The exploration of how art influences the artist often seems to be a fruitful endeavor. After all, we do not wake up one morning and decide to create out of thin air. An idea permeates our mind, our soul, and our emotions. It burrows its way into our minds until there is no way forward without engaging in the act of creation. Yet few of us would guess that the nightmarish realities constructed by the auteur David Lynch could relate to Victor Fleming’s The Wizard of Oz, arguably the most famous film ever made. Yet when dissected by many of the most brilliant minds of the film industry, the parallels and ideals reverberate throughout each body of work. After watching Lynch/Oz, it will be impossible to watch one without thinking of the other.
Directed by Alexandre O. Philippe, the film documentarian brings together an eclectic group to dissect the famed auteur. The group includes directors John Waters, Karyn Kusama, and David Lowery, as well as film critic Amy Nicholson. Told in a number of chapters, Lynch/Oz allows its creators to infuse their own experiences into the tale as well. The cyclical nature of it, allowing artists to discuss the influence of Lynch on their life while discussing the influence of Wizard on Lynch, becomes an important document in understanding the process of filmmaking.
The real power in a film like Lynch/Oz comes from the narratives spun by contributors. While framing David Lynch’s Oz-based content from a historical perspective would be fun in its own right, the essayists’ personal connections to the material change what is important. After all, each viewer brings things their own experience to each screening. In the cases of Lowery and Kusama, it becomes clear how someone like Lynch influences their current direction. Contextualizing their own style and vision helps remind us that our influences are far from singular. Instead, we must often consider the influences of our influences to El learn more about ourselves.
The visuals assembled by Phillippe add to the essays by each contributor. Using the same footage across multiple contributors further contributes to his message. The footage from Oz has certainly fused its way into our pop culture. Yet, for Lynch, the meaning of the film is so grand that it can apply to his film in dozens of ways. When looking at the work of a genius like Lynch, it seems impossible for any of these links to be accidental.

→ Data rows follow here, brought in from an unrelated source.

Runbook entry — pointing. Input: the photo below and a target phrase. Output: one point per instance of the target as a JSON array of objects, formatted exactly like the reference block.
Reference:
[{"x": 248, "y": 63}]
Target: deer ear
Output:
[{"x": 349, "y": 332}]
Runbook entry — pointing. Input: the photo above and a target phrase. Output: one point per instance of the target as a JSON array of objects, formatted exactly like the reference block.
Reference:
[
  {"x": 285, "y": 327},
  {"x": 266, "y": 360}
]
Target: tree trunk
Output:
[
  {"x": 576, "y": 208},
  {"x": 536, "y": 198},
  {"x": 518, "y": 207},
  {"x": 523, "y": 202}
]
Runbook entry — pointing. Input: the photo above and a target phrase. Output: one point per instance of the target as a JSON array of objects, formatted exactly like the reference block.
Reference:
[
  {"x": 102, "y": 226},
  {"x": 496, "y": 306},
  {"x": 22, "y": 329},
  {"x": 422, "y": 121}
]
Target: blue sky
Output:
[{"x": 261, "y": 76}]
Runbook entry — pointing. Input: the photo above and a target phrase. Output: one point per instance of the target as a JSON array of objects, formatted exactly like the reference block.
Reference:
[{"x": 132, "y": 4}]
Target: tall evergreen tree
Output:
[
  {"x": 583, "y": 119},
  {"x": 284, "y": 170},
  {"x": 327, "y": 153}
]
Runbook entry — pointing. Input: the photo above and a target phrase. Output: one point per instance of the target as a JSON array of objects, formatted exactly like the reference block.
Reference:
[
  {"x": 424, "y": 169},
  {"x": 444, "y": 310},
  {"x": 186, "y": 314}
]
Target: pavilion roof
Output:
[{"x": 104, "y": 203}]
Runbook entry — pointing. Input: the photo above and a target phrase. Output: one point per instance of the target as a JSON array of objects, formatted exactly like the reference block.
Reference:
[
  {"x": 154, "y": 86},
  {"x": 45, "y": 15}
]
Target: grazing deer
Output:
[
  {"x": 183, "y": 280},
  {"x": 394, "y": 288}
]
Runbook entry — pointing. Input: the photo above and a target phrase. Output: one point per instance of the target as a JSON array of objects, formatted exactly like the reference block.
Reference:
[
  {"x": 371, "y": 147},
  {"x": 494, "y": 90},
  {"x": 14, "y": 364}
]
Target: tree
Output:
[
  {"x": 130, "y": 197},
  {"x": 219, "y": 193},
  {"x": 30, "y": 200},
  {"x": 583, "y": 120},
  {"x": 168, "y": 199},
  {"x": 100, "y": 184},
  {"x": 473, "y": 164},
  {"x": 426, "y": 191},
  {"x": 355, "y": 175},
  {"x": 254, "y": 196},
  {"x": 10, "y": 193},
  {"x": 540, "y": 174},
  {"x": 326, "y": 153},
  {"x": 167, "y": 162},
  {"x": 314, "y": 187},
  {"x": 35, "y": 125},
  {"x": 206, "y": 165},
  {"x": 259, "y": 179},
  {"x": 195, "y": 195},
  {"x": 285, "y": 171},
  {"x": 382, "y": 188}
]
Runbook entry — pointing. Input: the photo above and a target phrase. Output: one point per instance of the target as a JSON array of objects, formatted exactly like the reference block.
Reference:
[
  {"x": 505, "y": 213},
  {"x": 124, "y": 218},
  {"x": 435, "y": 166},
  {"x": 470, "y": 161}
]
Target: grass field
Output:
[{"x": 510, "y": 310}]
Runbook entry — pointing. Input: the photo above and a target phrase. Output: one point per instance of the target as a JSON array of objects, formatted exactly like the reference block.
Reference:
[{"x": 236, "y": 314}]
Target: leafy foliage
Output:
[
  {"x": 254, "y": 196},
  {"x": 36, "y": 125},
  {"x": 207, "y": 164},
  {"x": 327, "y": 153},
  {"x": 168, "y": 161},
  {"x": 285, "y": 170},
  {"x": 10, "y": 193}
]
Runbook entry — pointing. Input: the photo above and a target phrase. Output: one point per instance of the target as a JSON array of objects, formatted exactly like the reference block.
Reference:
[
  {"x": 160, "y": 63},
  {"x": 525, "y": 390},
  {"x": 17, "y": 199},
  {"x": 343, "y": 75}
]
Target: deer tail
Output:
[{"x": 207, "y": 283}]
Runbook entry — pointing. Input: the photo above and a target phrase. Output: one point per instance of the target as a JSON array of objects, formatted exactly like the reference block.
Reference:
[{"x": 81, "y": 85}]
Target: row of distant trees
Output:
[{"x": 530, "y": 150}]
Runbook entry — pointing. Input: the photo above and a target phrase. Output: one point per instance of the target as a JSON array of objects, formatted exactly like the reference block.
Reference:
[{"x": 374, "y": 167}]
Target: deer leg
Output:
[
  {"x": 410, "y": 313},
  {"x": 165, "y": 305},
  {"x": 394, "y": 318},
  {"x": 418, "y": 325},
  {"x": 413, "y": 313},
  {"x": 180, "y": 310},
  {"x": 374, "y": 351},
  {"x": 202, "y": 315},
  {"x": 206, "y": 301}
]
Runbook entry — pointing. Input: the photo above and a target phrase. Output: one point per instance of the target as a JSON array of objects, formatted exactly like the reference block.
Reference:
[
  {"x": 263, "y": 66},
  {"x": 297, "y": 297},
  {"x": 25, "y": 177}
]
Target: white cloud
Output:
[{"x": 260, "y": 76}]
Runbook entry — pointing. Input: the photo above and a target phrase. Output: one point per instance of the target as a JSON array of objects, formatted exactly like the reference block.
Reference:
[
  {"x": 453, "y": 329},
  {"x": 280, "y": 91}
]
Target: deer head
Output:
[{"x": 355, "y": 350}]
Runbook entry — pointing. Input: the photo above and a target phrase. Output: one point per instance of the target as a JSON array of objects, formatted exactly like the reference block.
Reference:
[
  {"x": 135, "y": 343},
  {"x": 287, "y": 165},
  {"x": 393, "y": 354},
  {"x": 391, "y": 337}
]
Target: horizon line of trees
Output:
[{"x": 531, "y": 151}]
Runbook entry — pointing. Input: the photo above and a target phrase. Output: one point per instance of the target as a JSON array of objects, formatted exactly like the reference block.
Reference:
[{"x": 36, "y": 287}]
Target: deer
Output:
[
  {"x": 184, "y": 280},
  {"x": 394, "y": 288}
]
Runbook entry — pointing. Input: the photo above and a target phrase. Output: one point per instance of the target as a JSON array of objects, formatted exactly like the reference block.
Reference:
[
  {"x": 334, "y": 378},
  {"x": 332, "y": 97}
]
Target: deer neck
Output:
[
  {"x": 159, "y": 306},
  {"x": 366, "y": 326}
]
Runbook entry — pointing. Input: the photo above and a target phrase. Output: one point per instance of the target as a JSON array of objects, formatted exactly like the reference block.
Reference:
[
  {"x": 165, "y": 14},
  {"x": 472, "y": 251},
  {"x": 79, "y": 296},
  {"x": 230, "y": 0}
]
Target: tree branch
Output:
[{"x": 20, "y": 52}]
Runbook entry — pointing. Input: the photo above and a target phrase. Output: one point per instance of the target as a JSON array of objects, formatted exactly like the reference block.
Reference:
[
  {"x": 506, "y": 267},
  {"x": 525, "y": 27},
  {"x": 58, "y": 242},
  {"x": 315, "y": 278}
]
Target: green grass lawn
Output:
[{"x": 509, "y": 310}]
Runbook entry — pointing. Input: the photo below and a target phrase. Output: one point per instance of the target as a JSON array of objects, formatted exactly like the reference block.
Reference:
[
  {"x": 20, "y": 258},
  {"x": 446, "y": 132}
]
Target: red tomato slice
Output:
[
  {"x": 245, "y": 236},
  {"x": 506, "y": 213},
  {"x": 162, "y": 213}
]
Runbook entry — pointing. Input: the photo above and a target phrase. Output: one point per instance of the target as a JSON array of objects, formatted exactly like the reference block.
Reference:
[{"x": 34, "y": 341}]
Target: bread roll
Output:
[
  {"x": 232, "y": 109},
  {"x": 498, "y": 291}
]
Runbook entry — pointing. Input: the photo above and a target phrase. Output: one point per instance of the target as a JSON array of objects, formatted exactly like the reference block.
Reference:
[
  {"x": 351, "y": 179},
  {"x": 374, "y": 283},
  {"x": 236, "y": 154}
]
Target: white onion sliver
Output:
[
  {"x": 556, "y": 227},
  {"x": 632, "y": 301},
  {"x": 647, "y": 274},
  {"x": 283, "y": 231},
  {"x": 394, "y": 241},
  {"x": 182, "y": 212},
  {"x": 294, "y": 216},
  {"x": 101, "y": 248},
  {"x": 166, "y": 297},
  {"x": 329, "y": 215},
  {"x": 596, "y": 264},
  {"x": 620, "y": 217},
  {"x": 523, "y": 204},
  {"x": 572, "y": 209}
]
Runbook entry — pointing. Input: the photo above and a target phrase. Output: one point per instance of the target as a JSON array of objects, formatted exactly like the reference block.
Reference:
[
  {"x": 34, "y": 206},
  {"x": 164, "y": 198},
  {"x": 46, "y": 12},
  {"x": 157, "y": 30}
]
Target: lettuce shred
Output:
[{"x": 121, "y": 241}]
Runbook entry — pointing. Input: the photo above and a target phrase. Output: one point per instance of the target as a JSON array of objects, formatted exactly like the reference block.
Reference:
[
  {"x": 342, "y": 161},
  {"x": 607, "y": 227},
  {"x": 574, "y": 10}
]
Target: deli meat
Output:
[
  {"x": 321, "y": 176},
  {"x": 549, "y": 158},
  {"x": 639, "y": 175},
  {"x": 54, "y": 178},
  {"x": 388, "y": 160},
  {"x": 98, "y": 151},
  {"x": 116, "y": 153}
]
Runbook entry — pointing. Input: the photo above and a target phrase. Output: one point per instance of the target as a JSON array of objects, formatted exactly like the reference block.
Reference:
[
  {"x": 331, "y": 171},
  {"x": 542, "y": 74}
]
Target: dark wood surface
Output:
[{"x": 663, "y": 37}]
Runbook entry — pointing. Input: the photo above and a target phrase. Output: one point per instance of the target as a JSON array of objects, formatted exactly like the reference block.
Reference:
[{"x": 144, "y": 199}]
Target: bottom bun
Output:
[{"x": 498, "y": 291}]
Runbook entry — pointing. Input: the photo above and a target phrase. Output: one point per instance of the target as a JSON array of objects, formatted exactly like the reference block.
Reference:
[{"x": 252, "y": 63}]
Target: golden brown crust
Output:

Ultimately, the only criticism one can truly levy against Lynch/Oz can be the limitation of the film essay. The narrative is nonexistent. Instead, this film wishes to embrace how these two titans of popular culture intertwine. The only real takeaway from this method is a further highlight of the transitive ideas at play. If you love a film or a star, it’s very likely that the artist was inspired by another piece of art. As the viewer, you should not only seek out that art but understand why that art was so influential. Phillippe’s call for audiences to understand how their favorite creators have been shaped is an important one, but one that offers little in terms of new ideas.